Sanders won’t cost Clinton the election – she will

sanders supporters

Sanders supporters voice their outrage at the Nevada Democratic Convention.

Intra-party turmoil among Democrats is at a fever pitch. Despite an overwhelming media narrative that the party’s nominating contest is over and Hillary Clinton has won it, Bernie Sanders continues to pick up primary victories. The Democratic establishment in media and politics are worried that Sanders’s continued presence in the race is hampering Clinton’s prospects against Donald Trump in November. And a season-long feud between Sanders supporters and the DNC erupted last week at a chaotic state convention in Nevada.

According to the mainstream media, the DNC tried to hold a fair convention but Sanders supporters ran amok with violence.
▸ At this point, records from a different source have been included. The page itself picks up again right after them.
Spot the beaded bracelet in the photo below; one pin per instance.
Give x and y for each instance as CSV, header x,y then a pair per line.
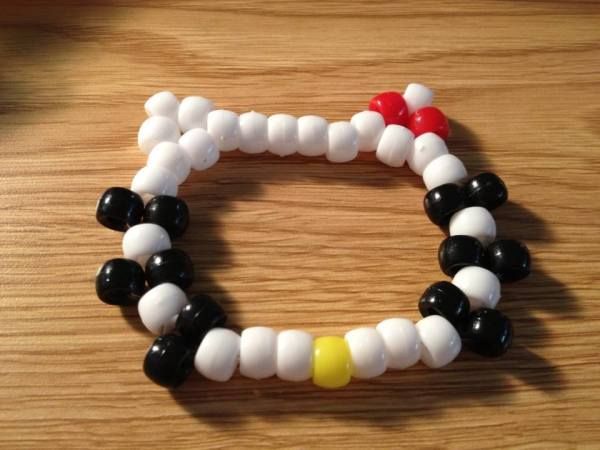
x,y
399,128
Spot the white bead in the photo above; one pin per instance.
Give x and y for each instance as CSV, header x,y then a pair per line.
x,y
162,104
154,181
442,170
144,239
367,351
294,355
313,136
258,352
200,148
440,343
282,134
402,343
369,125
426,148
172,157
474,221
395,144
159,307
224,127
193,112
417,96
481,286
218,354
343,142
253,132
156,129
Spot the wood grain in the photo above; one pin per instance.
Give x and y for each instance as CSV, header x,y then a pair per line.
x,y
295,242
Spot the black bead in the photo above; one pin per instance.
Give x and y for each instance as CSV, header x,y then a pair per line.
x,y
488,332
198,317
170,266
459,251
446,300
120,282
169,360
119,209
171,213
509,260
487,190
443,201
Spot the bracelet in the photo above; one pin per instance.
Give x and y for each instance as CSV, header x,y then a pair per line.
x,y
399,128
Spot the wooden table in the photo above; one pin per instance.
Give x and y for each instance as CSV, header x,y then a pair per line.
x,y
296,242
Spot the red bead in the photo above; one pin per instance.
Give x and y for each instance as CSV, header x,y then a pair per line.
x,y
429,120
392,107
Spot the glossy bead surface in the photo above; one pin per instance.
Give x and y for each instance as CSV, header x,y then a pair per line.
x,y
168,361
120,281
429,120
119,209
440,342
456,252
489,332
392,107
171,213
446,300
509,260
332,362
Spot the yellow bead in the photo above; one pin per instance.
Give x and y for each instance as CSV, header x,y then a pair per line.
x,y
332,363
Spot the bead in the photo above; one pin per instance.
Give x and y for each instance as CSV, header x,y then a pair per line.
x,y
140,241
401,341
254,132
480,286
426,148
193,112
442,170
294,355
489,332
369,125
224,127
456,252
198,317
429,119
119,209
442,202
170,266
343,142
487,190
171,213
162,104
156,129
417,96
169,361
120,282
509,260
218,354
367,351
474,221
313,135
446,300
172,157
154,181
332,362
282,134
440,342
158,308
200,148
258,351
394,145
392,107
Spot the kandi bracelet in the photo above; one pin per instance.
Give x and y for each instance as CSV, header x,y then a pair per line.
x,y
180,136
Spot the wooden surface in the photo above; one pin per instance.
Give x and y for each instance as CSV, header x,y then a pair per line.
x,y
295,242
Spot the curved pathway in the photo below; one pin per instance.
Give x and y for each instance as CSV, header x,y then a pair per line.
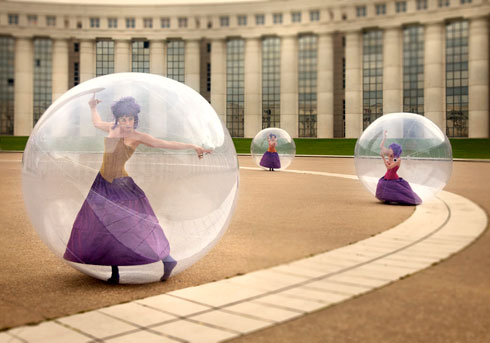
x,y
232,307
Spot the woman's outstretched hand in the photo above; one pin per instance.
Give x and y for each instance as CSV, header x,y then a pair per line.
x,y
93,102
201,151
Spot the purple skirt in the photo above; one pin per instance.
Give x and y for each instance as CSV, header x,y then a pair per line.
x,y
116,226
398,191
270,160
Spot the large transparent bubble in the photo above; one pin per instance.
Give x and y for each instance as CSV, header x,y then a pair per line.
x,y
273,148
425,161
192,198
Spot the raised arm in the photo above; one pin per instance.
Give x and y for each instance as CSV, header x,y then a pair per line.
x,y
392,165
96,120
382,148
153,142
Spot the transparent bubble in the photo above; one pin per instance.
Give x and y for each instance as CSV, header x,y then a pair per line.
x,y
95,221
283,144
425,162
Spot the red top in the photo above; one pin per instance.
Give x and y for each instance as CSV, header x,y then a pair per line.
x,y
391,174
272,148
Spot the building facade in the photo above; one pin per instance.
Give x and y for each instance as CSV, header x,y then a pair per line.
x,y
316,68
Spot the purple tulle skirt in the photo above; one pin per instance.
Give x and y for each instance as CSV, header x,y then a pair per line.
x,y
398,191
116,226
270,160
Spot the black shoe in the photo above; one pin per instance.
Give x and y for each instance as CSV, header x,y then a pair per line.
x,y
114,279
168,266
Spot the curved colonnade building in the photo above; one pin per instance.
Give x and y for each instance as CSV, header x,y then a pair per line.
x,y
316,68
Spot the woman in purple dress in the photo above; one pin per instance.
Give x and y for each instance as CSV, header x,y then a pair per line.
x,y
270,159
391,187
116,225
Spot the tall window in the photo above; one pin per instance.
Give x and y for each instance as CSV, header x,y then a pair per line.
x,y
112,23
307,82
361,11
140,51
130,23
32,19
42,76
259,19
242,20
315,15
94,22
235,88
457,79
380,9
224,21
182,22
176,60
271,82
104,57
421,4
277,18
372,71
7,85
164,23
296,17
13,19
401,6
413,69
51,20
But aside from texted threats – which are unforgivable, but certainly not campaign-coordinated – the most egregious claim of violence is that Sanders supporters threw chairs, an allegation for which a widely recorded event has so far produced no video evidence. And supporters’ vocal protests were a justified reaction to the DNC’s refusal to seat 56 delegates over technical identification issues.
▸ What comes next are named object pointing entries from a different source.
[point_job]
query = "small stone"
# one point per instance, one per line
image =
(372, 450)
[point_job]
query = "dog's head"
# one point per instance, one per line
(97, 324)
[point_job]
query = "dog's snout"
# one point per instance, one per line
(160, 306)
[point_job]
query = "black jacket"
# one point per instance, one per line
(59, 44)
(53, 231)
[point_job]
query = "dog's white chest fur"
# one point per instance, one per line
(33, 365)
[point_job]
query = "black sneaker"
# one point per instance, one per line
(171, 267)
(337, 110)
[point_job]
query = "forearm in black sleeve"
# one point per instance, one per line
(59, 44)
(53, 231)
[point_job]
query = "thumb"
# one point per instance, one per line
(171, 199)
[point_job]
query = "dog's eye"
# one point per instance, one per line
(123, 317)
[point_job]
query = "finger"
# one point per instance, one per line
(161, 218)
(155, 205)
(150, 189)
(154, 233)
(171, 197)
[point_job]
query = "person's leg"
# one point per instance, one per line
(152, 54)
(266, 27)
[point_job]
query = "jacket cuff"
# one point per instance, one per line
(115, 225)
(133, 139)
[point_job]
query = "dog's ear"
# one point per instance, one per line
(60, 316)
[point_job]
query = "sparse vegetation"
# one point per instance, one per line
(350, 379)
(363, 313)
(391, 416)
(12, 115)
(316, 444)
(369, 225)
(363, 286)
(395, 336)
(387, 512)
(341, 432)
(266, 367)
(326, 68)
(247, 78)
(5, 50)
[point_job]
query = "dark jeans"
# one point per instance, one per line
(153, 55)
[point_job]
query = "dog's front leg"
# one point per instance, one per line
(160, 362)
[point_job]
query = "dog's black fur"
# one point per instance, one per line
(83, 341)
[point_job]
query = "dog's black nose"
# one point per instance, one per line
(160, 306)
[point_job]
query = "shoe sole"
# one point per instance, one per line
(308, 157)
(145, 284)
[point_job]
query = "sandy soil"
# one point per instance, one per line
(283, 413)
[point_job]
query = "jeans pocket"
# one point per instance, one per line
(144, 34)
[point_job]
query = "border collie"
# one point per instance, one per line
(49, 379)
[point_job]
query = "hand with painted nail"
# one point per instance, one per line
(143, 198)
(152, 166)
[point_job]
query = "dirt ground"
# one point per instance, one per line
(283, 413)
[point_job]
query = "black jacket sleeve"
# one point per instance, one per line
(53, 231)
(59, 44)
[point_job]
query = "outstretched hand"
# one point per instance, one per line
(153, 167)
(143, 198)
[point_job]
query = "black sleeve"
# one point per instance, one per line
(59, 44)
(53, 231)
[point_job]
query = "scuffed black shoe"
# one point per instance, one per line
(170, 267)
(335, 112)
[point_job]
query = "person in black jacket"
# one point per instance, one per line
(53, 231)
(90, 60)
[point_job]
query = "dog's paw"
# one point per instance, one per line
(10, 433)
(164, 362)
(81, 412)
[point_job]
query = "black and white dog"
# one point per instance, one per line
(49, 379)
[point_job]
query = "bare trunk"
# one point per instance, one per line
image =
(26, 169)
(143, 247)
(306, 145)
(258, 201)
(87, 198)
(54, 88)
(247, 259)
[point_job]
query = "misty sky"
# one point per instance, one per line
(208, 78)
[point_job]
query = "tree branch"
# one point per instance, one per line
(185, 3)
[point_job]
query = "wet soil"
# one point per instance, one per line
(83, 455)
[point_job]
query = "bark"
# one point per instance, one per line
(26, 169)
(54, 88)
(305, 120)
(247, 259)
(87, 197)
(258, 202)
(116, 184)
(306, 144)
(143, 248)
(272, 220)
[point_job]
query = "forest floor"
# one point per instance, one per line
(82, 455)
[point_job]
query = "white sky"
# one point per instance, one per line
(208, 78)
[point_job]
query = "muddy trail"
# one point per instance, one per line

Sanders supporters have every right to voice themselves when an injustice has occurred, and it’s much to Sanders’s credit that he stood by their peaceful protest and condemned their threats. It’s also much to his credit that he stood by some supporters’ decision to protest Clinton campaign appearances, so long as they aren’t actually disrupting her. Sanders doesn’t value party loyalty above the first amendment’s guaranteed freedom of peaceful assembly.

But that maverick streak concerns Democrats in the political and media classes. Fretful pieces have popped up in The Washington Post and The New York Times saying Nevada is evidence that Sanders’s continued presence in the race is damaging Clinton as a candidate. Sanders will certainly damage Clinton prospects if he makes a historic comeback and beats her for the Democratic nomination. But assuming she does become the nominee, his continued presence in the race should be making her a stronger candidate. Instead of vilifying the messenger, establishment Democrats should take the message to heart.

BernieOrBust

Contrary to media reports, Sanders has condemned threats made by his supporters. But he has stood by their peaceful exercise of first amendment freedoms.
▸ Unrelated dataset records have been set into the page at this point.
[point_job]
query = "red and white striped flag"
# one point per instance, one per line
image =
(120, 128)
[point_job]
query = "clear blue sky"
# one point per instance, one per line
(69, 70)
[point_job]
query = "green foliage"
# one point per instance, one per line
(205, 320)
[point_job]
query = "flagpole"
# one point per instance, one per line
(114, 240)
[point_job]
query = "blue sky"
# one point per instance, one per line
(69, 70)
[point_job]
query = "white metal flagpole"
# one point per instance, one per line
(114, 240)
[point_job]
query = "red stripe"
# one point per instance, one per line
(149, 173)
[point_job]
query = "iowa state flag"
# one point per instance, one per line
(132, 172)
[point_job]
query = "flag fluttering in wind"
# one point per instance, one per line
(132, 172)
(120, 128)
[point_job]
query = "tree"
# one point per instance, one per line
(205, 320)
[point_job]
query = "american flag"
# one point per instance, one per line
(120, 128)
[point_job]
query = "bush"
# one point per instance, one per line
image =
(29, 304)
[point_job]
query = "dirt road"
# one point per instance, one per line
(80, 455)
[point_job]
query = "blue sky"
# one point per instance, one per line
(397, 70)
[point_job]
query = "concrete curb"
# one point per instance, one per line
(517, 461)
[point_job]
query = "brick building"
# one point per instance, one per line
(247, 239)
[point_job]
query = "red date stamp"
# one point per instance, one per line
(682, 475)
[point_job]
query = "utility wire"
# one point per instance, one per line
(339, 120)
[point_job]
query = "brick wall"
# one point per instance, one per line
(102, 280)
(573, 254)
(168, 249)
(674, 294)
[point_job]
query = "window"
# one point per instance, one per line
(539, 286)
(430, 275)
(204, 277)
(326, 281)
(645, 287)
Party unity to the pundit class means Sanders supporters falling in line. Instead of calling on them to keep quiet their concerns about Hillary Clinton – including her paid speeches to Wall Street, already the subject of a Republican attack ad – they could call on Clinton to demonstrate a modicum of leadership by bridging the gap with Sanders supporters. For all that she touts her ability to work across the aisle in Congress, she’s having a very difficult time doing it in her own party.

Already the establishment is preparing to throw his movement under the bus by blaming it in the event that Clinton doesn’t beat Trump in November. But if Hillary Clinton runs against Donald Trump in the general election and doesn’t win, it won’t be Bernie Sanders’s fault – at least not for anything he’s done as a legitimate candidate in the still-contested Democratic primary. It will be her own weakness as a candidate combined with the public’s rejection of status quo politics as usual.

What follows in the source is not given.